Patel made his ODI debut against New Zealand in January 2003. He was selected in the Indian squad for the 2003 Cricket World Cup but did not play any games, with Rahul Dravid being used as a makeshift wicket-keeper to allow the use of an extra batsman or bowler. With this policy in place, Patel only made intermittent appearances in ODIs, usually when Dravid was injured or being rested (in full or from wicket-keeping duties). He played 13 ODIs in a two-year span, and during an interrupted career managed only an average of 14.66 and a top-score of 28 and was dropped thereafter. Parthiv returned to the Indian team in 2010 in the 4th and 5th Odi vs New Zealand. He celebrated this moment by hitting two back to back half centuries. Later on he was called up for replacing injured Sachin Tendulkar in India tour South Africa .
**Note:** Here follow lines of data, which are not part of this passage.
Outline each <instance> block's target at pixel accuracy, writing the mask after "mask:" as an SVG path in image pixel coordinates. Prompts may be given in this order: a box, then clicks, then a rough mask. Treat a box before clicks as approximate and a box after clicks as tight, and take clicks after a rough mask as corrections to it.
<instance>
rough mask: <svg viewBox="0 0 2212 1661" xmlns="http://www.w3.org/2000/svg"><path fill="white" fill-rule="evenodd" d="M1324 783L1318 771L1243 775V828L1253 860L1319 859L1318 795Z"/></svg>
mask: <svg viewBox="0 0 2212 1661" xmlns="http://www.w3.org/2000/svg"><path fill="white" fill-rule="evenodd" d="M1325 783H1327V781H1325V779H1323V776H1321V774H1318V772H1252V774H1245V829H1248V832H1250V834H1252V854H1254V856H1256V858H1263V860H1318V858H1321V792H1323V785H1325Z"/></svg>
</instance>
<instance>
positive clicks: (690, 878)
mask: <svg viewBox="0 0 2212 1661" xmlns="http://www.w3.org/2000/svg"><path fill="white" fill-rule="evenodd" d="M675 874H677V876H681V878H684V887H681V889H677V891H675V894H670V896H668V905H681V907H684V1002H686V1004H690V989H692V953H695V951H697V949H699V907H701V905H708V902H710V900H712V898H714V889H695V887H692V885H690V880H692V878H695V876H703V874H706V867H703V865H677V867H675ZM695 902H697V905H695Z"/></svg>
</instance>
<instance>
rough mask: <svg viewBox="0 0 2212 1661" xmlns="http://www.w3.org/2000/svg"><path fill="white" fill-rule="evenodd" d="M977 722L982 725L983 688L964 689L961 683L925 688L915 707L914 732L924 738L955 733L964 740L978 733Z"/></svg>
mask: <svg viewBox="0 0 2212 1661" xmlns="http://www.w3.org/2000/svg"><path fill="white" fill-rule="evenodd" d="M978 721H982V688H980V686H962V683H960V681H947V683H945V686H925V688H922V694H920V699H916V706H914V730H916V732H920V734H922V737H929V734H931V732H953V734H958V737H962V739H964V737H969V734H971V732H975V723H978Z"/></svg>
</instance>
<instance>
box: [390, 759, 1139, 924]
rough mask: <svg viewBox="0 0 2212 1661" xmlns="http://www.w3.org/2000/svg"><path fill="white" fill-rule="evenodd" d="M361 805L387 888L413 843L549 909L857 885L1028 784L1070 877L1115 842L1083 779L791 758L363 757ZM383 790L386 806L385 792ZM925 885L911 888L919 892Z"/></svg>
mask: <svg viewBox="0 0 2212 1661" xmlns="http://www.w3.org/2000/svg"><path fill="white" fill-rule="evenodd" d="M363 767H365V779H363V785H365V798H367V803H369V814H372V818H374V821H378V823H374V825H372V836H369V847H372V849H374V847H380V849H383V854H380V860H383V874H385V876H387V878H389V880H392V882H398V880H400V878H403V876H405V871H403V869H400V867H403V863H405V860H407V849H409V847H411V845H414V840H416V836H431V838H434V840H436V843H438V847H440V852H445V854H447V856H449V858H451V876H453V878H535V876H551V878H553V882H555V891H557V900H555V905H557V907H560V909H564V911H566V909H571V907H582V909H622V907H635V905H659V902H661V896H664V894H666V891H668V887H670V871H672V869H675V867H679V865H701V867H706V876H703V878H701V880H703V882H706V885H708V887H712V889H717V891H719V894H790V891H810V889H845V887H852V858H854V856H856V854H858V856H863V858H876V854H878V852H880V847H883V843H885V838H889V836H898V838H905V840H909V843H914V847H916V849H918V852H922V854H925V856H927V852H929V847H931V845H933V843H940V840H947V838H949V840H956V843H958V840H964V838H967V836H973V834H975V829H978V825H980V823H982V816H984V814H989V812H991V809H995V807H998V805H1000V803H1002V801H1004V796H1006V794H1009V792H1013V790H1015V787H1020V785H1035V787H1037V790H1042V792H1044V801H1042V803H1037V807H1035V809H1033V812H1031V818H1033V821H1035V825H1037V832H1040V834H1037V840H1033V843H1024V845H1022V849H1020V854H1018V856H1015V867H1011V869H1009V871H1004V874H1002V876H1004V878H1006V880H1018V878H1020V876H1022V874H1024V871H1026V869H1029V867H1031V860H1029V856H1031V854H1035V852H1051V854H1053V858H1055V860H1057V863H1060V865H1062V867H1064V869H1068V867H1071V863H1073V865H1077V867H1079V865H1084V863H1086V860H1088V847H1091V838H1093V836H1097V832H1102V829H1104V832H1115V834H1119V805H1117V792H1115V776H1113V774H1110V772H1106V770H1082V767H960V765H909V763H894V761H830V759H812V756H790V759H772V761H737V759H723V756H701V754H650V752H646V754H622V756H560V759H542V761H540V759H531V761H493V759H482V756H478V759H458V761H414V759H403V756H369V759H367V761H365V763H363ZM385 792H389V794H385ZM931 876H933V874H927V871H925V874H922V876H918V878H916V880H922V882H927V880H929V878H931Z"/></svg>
===Tour of West Indies 2011===
With wicket-keeper captain MS Dhoni rested for the tour along with several seniors such as Sachin Tendulkar, Zaheer Khan, he was entrusted with the job of wicket-keeping in the tour along with Wriddhiman Saha. In the lone T20I match played in the tour, he made his T20I debut at the Queen's Park Oval at Port-of-Spain. He opened the batting along with another left-handed debutante Shikhar Dhawan and made a 26 from 20 balls. In the second ODI against West Indies he scored 56 not out.

===England tour of India 2016===
With wicket-keeper Wriddhiman Saha injured, Parthiv was recalled to test team duty for the third test in Mohali. He proved the selectors' decision right with two good innings including an unbeaten 67 runs from 54 balls in the second innings which led India to victory, marking an unlikely comeback to international cricket.

===One of the Indian cricketers to play T20 match in 2005===
Parthiv Patel, along with Robin Singh and Rohan Gavaskar played their first T20 match in 2005. This was the early phase of t20 format. But the first Indian cricketer to play a t20 match was Dinesh Mongia. He played his debut match in July 2004.